Но она и не думала топиться. Войдя почти по колени в воду, она принялась рубить паром Филиппа. Худая, как щепка, желтая, словно восковая свеча, с обвязанной мокрым платком головой, она не хуже любого мужчины рубила топором доски парома. Злость придавала ей силы, и щепки летели во все стороны.
К счастью, Павел невдалеке ловил рыбу; он заметил Франку, догадался, что она делает, и, подбежав к ней, вырвал топор у нее из рук. Потом, несмотря на ее крики и сопротивление, он втащил ее на гору, втолкнул в избу и запер снаружи дверь. Даже окно он заложил соломенной плетенкой и подпер деревянным колом, чтобы Франка не могла выскочить. А когда Павел ушел, Филипп, по просьбе жены, тихонько подошел к окну, отодвинул край плетенки и через образовавшуюся щель увидел Франку, сидевшую на полу в углу темной избы. Она держалась за голову и тихо рыдала, вздрагивая всем телом.
— Пусть плачет! Дай бог, чтобы она вся слезами изошла! — проклинал Филипп, крайне озлобленный против Франки за свой паром.

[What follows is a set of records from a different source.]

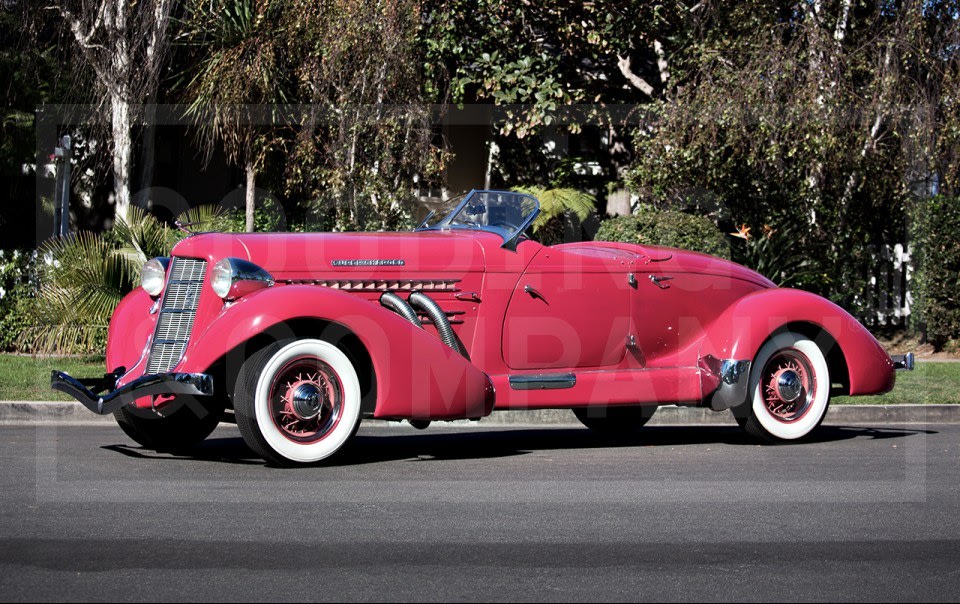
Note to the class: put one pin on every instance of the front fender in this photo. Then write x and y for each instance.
(417, 376)
(740, 331)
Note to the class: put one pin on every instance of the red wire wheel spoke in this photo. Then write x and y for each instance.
(789, 385)
(306, 399)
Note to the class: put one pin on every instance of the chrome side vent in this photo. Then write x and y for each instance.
(177, 313)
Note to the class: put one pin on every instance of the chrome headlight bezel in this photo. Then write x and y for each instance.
(233, 278)
(153, 276)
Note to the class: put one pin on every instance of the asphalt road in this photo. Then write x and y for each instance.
(502, 513)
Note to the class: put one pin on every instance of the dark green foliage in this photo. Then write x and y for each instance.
(18, 285)
(777, 254)
(668, 228)
(936, 257)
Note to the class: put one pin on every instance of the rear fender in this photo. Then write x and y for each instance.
(417, 376)
(740, 331)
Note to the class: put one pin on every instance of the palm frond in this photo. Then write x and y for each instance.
(141, 237)
(557, 202)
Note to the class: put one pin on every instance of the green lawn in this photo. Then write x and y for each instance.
(24, 378)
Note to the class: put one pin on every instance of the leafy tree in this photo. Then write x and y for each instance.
(122, 46)
(367, 139)
(237, 76)
(33, 71)
(553, 69)
(558, 208)
(821, 120)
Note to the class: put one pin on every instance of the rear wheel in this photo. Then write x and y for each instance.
(178, 426)
(297, 401)
(615, 421)
(789, 390)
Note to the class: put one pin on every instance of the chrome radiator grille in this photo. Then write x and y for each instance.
(177, 312)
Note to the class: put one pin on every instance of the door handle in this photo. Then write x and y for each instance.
(658, 281)
(534, 293)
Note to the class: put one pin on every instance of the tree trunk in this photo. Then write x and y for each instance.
(251, 196)
(147, 151)
(120, 127)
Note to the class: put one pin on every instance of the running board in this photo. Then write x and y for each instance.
(543, 381)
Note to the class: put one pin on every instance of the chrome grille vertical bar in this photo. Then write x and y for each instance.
(177, 313)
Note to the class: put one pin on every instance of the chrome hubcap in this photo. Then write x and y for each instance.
(789, 386)
(307, 401)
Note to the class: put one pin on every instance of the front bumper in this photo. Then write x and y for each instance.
(196, 384)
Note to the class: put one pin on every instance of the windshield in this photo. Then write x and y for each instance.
(503, 212)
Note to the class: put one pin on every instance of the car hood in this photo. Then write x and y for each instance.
(309, 255)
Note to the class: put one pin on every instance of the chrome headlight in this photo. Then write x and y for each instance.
(153, 274)
(233, 278)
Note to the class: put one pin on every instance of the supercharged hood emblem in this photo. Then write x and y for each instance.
(367, 262)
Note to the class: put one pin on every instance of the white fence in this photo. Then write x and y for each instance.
(889, 293)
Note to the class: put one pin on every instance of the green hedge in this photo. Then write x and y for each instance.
(668, 228)
(936, 255)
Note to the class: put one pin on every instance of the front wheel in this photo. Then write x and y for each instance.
(297, 401)
(789, 390)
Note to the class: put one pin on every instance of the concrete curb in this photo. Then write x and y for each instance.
(34, 412)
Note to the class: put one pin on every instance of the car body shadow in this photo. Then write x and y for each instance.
(400, 445)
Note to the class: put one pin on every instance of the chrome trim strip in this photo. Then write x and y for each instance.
(196, 384)
(543, 381)
(734, 384)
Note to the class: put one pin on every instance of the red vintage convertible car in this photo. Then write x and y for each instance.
(303, 335)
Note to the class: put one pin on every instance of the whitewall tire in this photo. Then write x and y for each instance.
(298, 401)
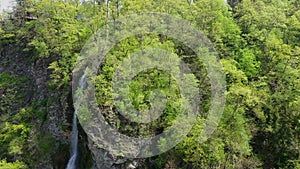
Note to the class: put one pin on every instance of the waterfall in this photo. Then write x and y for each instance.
(74, 138)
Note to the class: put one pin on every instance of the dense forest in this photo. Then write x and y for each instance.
(258, 45)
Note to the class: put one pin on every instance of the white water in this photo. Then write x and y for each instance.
(74, 138)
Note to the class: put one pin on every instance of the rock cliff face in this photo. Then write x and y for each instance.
(58, 119)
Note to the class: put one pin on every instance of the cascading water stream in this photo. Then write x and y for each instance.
(74, 138)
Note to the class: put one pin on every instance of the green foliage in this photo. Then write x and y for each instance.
(258, 43)
(14, 165)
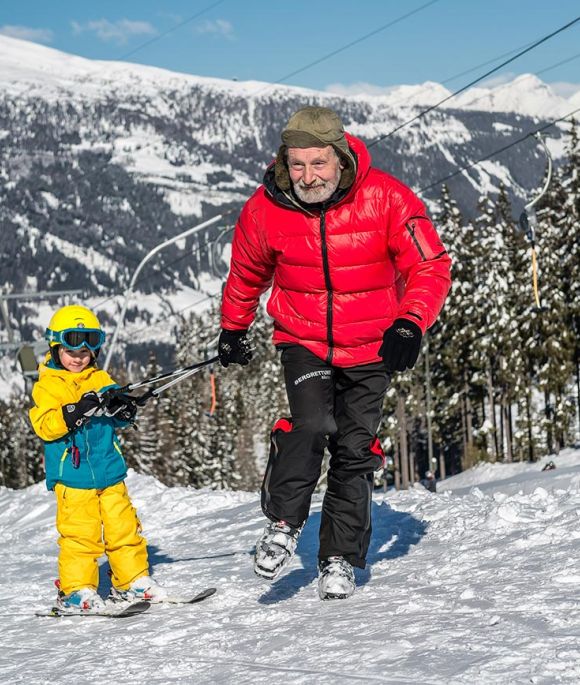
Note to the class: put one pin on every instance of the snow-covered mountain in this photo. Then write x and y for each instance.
(101, 161)
(476, 584)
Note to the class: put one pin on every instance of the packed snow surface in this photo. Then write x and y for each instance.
(479, 583)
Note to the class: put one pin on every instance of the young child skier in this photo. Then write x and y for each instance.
(85, 468)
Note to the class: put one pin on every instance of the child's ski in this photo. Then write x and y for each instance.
(185, 599)
(110, 612)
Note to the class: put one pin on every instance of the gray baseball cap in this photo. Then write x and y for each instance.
(315, 127)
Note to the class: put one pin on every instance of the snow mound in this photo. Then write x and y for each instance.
(479, 587)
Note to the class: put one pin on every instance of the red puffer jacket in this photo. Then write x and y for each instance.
(341, 275)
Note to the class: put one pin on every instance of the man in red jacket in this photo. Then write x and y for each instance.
(358, 274)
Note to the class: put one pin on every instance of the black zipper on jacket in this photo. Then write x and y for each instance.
(328, 286)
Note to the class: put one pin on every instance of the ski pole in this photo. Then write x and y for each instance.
(161, 377)
(177, 375)
(154, 392)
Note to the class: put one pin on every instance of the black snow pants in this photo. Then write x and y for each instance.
(338, 408)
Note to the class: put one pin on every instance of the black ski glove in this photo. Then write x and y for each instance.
(75, 415)
(401, 345)
(122, 407)
(234, 348)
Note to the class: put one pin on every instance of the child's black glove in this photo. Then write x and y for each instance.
(234, 348)
(75, 415)
(122, 407)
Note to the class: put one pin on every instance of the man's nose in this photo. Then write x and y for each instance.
(308, 176)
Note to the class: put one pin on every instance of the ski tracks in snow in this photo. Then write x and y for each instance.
(476, 586)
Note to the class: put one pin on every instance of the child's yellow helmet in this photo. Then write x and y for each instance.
(75, 326)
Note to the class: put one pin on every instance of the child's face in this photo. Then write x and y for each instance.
(74, 360)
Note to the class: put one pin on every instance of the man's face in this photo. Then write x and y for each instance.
(314, 172)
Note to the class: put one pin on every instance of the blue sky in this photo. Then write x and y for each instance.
(268, 40)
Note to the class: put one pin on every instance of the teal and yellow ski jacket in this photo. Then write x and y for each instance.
(100, 460)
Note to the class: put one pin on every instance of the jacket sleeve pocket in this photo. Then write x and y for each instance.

Но Ульяна, выслушав мужа, призадумалась, вздохнула и молча направилась к избе. Заметив, что маленький Октавиан, которого она, ссорясь с его матерью, выругала и прогнала со двора час тому назад, сидит теперь у ворот с испуганным и печальным лицом, она кивнула ему головой и позвала его:
— Иди сюда!
Мальчик сейчас же подбежал к ней, а она, погладив его рукой по волосам, ласково сказала, чтобы он шел играть с ее детьми, которые гуляют на песке у лесочка. Несмотря на отвращение и ненависть, которую она питала к Франке, образ женщины, сидящей в солнечный день в темном углу и, как рассказывал Филипп, вздрагивающей от рыданий, произвел на нее грустное впечатление. По всей вероятности, она не умела определить, что она думала и что чувствовала, но, вероятно, она поняла, что большая злость есть в то же время и большое несчастье для человека. Она почувствовала сострадание к этой распутнице, ведьме, сумасшедшей, и оно выразилось в доброжелательном обращении с ее ребенком, так же, как припадки гнева и ненависти к Франке она изливала не только на нее, но и на ее дитя.